The wine is from Door Peninsula Winery, a Door County-based winery with headquarters and a tasting room located in Carlsville. The trademark for the brand is “Hand-Crafted Fun,” which is a good way to alert any oenophile to not take these wines too seriously. With more than 45 different wine varieties to its name, Door Peninsula Winery has found success by producing quality fruit wines and pioneering the creation of fruit and grape blends. You might recognize the apple-and-cherry-based Sunset Splash, which is one of the more popular wine varieties produced during the summer season.
Back to the Hallowine. Labeled as a “Semi Sweet Apple Wine Spiced with Cinnamon and Nutmeg,” the alcohol content is 11 percent by volume and it’s also noted that the wine is “best enjoyed served warm.” Taking this note seriously, I purchased a few items from the store to make a stovetop mulled wine. The wine already has cinnamon and nutmeg, so I selected oranges, whole cinnamon sticks, whole cloves, fresh ginger and a bit of local maple syrup to add to the flavors. A bag of candy corn-flavored kettle corn somehow ended up in my shopping basket too.
After assembling the saucepan with the ingredients and contents of the wine bottle, I left the pot to slowly come to simmer on the stove while we removed the innards from our pumpkins and brainstormed our designs. The room began to fill with an intoxicating orange and cinnamon scent, letting me know the mulled wine was nearly ready. I turned the flame off and waited for the steam to clear before ladling myself a mug full of the warm spiced wine. The liquid was slightly-spiced, sweet and fruity with the combination of apple and orange essence combining for a sugary treat.

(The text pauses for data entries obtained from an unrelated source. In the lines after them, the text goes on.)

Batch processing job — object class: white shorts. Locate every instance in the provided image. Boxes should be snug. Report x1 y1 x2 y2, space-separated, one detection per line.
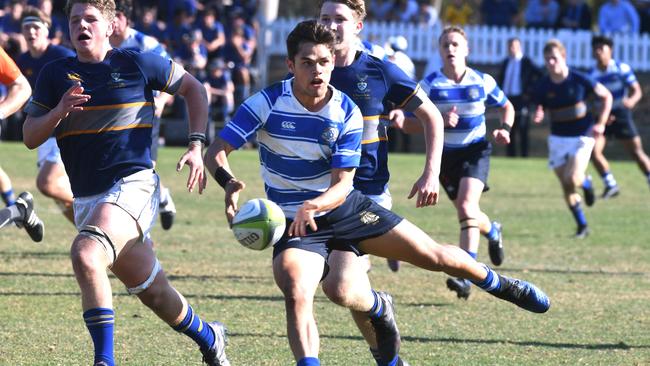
74 169 160 241
36 137 63 168
367 189 393 210
548 135 596 169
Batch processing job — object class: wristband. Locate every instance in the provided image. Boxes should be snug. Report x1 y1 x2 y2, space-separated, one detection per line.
188 132 207 145
214 166 235 189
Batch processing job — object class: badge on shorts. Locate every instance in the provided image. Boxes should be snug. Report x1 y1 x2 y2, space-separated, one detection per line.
359 211 379 225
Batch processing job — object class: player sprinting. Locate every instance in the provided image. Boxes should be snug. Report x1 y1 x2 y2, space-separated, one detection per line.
17 7 74 223
533 40 612 239
0 48 32 206
394 26 514 299
589 36 650 199
24 0 229 365
205 17 550 366
109 0 176 230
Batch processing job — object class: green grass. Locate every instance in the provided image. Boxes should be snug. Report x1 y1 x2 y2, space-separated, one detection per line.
0 143 650 366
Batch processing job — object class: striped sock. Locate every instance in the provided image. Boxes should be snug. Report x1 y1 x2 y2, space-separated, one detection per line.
368 290 384 319
569 202 587 227
83 308 115 366
296 357 320 366
474 264 501 292
172 305 214 349
2 188 16 206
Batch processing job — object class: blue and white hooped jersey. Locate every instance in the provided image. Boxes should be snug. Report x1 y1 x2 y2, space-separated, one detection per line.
420 68 508 149
589 60 637 109
25 48 185 197
220 78 363 218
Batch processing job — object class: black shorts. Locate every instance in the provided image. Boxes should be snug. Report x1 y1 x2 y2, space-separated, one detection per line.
605 108 639 140
440 140 492 201
273 191 402 262
151 116 160 161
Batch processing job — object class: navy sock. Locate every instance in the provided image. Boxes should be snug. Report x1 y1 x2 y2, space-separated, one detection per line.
474 264 501 292
83 308 115 366
484 223 499 242
368 290 384 319
569 202 587 227
296 357 320 366
2 188 16 206
172 305 214 349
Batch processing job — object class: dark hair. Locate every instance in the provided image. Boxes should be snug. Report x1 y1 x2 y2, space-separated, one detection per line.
287 20 336 60
65 0 115 22
318 0 366 20
115 0 133 19
591 36 614 48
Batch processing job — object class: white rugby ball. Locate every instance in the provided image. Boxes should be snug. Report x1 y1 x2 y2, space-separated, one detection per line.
232 198 286 250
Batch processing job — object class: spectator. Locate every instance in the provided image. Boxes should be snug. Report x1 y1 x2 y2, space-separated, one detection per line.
598 0 640 34
481 0 519 27
134 6 165 41
558 0 591 30
440 0 473 25
525 0 560 28
410 0 438 27
224 12 257 105
497 38 541 157
197 8 226 58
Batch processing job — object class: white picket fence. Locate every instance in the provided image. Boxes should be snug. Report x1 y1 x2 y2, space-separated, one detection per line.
265 18 650 71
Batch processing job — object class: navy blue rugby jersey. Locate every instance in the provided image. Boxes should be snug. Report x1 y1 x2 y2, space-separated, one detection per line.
26 49 185 197
16 44 75 89
330 51 421 195
533 69 597 136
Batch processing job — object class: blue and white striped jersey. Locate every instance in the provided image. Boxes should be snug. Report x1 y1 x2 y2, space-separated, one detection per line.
220 78 363 218
420 68 508 149
589 60 637 109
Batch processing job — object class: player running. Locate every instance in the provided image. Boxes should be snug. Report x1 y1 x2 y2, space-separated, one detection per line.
589 36 650 199
24 0 229 366
205 21 550 366
533 40 612 239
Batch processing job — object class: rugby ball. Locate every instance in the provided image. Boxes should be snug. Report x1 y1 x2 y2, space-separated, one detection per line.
232 198 285 250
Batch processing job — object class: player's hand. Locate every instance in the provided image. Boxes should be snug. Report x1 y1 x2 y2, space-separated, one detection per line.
288 201 318 237
492 128 510 145
53 82 90 119
442 106 459 128
388 109 406 130
408 173 440 207
533 105 544 123
176 144 206 194
224 178 246 226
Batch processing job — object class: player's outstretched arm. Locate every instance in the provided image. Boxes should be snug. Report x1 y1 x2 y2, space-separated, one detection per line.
204 137 246 224
176 73 208 193
23 83 90 149
408 98 444 207
0 75 32 119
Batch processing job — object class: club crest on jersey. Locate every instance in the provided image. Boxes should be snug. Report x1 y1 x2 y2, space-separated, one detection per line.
357 74 368 91
359 211 379 225
467 88 479 99
67 72 83 83
321 126 339 143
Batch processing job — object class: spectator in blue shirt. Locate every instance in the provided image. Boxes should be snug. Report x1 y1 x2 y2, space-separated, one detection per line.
598 0 640 34
525 0 560 28
481 0 519 27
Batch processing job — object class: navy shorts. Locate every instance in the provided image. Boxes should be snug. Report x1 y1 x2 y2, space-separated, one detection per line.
273 191 402 262
605 108 639 140
440 140 492 201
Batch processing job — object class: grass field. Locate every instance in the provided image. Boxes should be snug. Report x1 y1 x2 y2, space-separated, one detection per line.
0 143 650 366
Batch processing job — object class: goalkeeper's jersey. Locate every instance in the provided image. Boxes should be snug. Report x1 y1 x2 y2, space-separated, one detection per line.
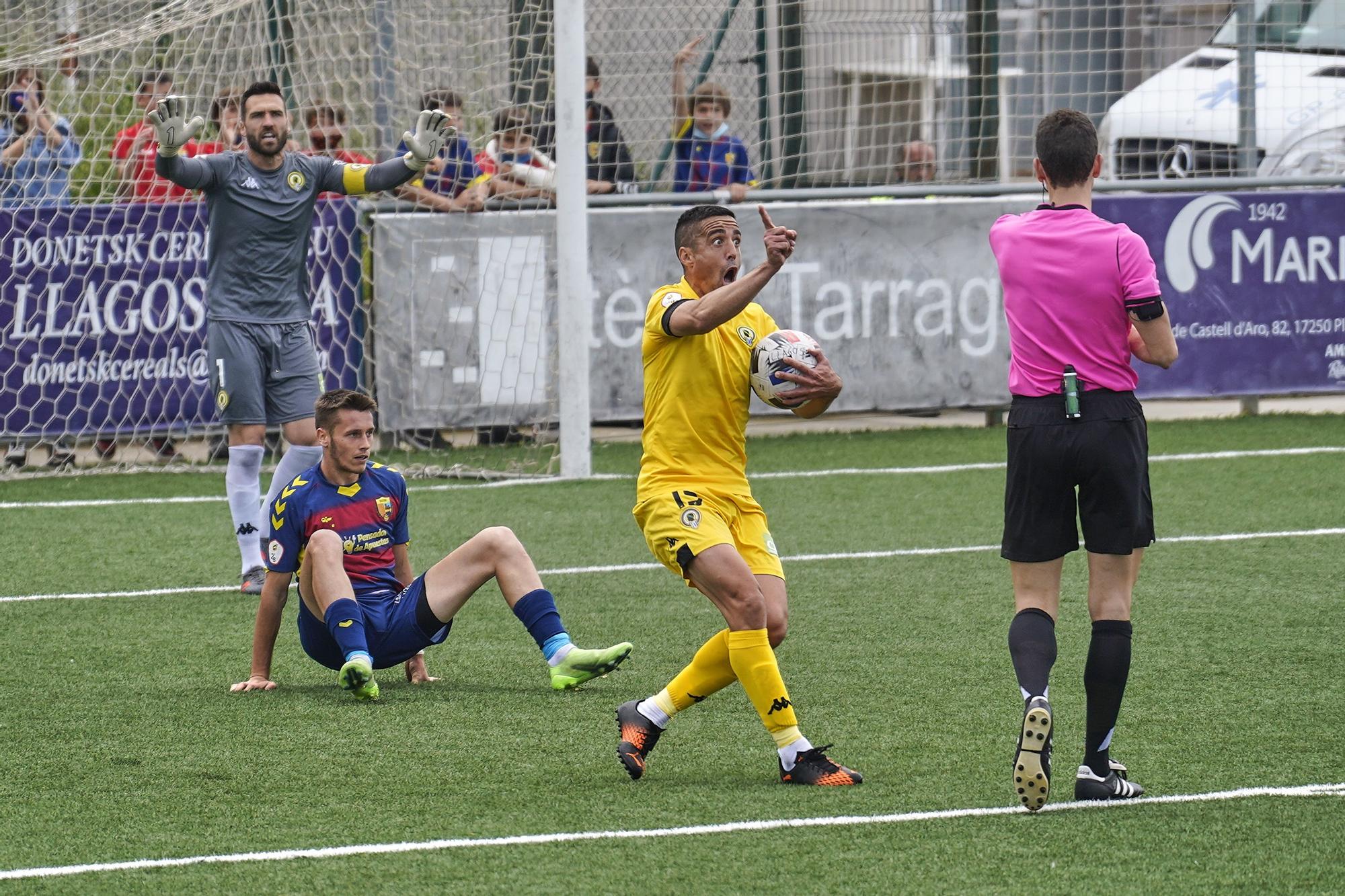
636 277 777 501
266 460 410 598
196 152 369 323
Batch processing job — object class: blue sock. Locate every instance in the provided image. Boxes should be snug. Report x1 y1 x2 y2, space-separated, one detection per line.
514 588 570 659
325 598 369 662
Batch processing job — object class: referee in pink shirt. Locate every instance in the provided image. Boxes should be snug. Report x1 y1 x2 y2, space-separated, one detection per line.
990 109 1177 810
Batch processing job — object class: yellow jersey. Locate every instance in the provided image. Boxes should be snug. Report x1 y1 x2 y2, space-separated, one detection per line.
636 277 777 502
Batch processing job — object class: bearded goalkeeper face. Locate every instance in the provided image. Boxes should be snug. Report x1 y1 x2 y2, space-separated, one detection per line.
242 93 289 157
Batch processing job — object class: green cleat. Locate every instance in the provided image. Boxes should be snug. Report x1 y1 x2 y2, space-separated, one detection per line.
551 641 633 690
336 657 378 700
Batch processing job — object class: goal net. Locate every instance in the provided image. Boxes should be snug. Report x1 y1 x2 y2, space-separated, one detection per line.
0 0 1291 475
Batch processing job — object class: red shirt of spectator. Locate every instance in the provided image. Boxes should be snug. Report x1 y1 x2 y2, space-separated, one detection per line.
112 122 199 202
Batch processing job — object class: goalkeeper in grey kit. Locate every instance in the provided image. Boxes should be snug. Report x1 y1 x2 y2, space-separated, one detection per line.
148 82 451 608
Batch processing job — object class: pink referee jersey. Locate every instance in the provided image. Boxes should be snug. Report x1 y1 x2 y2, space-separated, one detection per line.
990 206 1158 395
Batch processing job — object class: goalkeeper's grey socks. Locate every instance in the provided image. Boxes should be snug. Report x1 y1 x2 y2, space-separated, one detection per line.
1084 619 1132 778
1009 608 1056 700
225 445 262 572
261 445 323 532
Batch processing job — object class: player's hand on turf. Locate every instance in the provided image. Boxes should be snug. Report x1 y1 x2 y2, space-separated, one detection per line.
145 97 206 156
402 109 455 171
229 676 276 694
406 654 438 685
757 206 799 270
775 348 843 401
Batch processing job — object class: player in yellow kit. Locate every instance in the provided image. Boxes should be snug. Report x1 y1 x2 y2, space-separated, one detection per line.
616 206 862 786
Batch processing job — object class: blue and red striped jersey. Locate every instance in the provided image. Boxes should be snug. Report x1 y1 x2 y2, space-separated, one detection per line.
266 460 410 595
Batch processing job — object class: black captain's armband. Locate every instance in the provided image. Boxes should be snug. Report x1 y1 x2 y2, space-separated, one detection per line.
663 298 691 336
1126 296 1163 320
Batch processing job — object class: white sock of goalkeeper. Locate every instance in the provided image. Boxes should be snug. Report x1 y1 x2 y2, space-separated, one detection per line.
261 445 323 540
225 445 264 572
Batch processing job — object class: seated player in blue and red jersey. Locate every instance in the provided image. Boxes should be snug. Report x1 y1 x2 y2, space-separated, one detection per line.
231 389 631 700
672 36 757 202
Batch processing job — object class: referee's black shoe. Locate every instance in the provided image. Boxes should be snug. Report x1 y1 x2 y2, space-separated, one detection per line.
1013 697 1050 811
1075 760 1145 799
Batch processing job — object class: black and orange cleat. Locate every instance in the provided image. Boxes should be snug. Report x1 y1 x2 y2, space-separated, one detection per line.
780 744 863 787
616 700 663 780
1013 697 1052 811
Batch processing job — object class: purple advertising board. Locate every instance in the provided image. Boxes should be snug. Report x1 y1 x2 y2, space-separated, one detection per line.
1093 190 1345 398
0 200 363 438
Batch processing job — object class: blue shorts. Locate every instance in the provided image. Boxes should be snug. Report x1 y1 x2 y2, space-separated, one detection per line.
299 576 453 669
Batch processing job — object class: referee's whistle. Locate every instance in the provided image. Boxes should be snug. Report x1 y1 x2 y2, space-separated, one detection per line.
1061 364 1083 419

We sipped our mugs as we whittled and worked our pumpkins into something recognizable. Michael Jackson’s “Thriller” played in the background and the fire sizzled and popped with anticipation. Finally, the work was done and we rewarded ourselves with a second cup of Hallowine, which turned out to be the perfect drink for the evening. We toasted to another Halloween tradition completed and lit our creations to admire in the dimmed lighting. Cheers to another fun year of Halloween celebrations!